So visually it's kinda nice.... Doesn't make it any less bat shit and creepy, of course.


----------



## Monna (Feb 11, 2016)

What drugs does kanye do?


----------



## The World (Feb 11, 2016)

that shit looks like a heavy drugged out trip

yeez love his momma too much

now it's getting real creepy


----------



## Gaawa-chan (Feb 13, 2016)

Well... I've seen stranger video games, I guess.


----------



## kluang (Feb 26, 2016)

Gaawa-chan said:


> Well... I've seen stranger video games, I guess.

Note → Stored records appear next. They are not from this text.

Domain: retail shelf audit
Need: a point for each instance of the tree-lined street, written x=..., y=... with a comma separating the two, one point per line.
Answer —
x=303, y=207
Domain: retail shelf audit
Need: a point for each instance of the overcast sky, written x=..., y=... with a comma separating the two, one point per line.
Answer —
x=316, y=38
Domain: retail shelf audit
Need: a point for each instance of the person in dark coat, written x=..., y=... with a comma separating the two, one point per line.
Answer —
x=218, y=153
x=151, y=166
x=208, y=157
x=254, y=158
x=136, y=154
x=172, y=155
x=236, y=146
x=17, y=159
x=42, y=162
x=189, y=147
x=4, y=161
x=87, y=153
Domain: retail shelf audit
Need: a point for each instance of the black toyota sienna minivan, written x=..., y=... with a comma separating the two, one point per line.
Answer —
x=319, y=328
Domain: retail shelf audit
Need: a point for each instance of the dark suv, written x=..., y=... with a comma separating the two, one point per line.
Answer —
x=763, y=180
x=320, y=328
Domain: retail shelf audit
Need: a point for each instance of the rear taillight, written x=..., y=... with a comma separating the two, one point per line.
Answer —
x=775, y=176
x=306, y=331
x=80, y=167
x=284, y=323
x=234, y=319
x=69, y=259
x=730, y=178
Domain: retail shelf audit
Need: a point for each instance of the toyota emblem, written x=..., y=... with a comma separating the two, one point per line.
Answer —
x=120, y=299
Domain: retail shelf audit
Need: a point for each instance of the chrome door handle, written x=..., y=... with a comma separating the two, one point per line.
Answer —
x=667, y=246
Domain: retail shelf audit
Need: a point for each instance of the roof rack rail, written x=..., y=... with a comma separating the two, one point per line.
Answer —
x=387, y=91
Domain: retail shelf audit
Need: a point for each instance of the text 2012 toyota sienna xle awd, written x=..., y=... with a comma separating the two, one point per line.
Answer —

If Kanye focus, he can be weirder than anything the Japanese can conjure up


----------



## Mider T (Feb 26, 2016)

The World said:


> that shit looks like a heavy drugged out trip
> 
> yeez love his momma too much
> 
> now it's getting real creepy



You don't love your momma?

WARUDO the heartless


----------



## Kaitou (Feb 26, 2016)

Where can I pre-order the game? Is it going to be available on Steam? Will it offer Trading Cards?


----------



## Charlotte D. Kurisu (Mar 1, 2016)

>holding her to the light

I ain't holding anyone's mother. In heaven or anywhere else. Shit's too weird. Pass. It's way too explicit.


----------



## Naruto (Mar 1, 2016)

What the fuck


----------



## scerpers (Mar 1, 2016)

it's great on one hand that ye is trying to do other things, i guess, but it's annoying that the same swagger of what he can do with music to be like "i'm making a video game, why doesn't everyone think it's amazing? why aren't you giving me a billion dollars". stick with music and not $500 skinny jeans or momma worship.


----------



## delasst (Mar 12, 2016)

This is a very beautiful thing


----------



## Linkmyboy72 (Jan 2, 2017)

delasst said:


> This is a very beautiful thing


Top Kek!


----------



## Nep Nep (Jan 2, 2017)

Kanye... stick to singing mate...


----------



## ~Gesy~ (Jan 2, 2017)

I'll buy it if he becomes president in the end .....


----------



## Seraphiel (Jan 2, 2017)

~Gesy~ said:


> I'll buy it if he becomes president in the end .....


imma buy you a donda west shirt if Yeezy wins 2020.


----------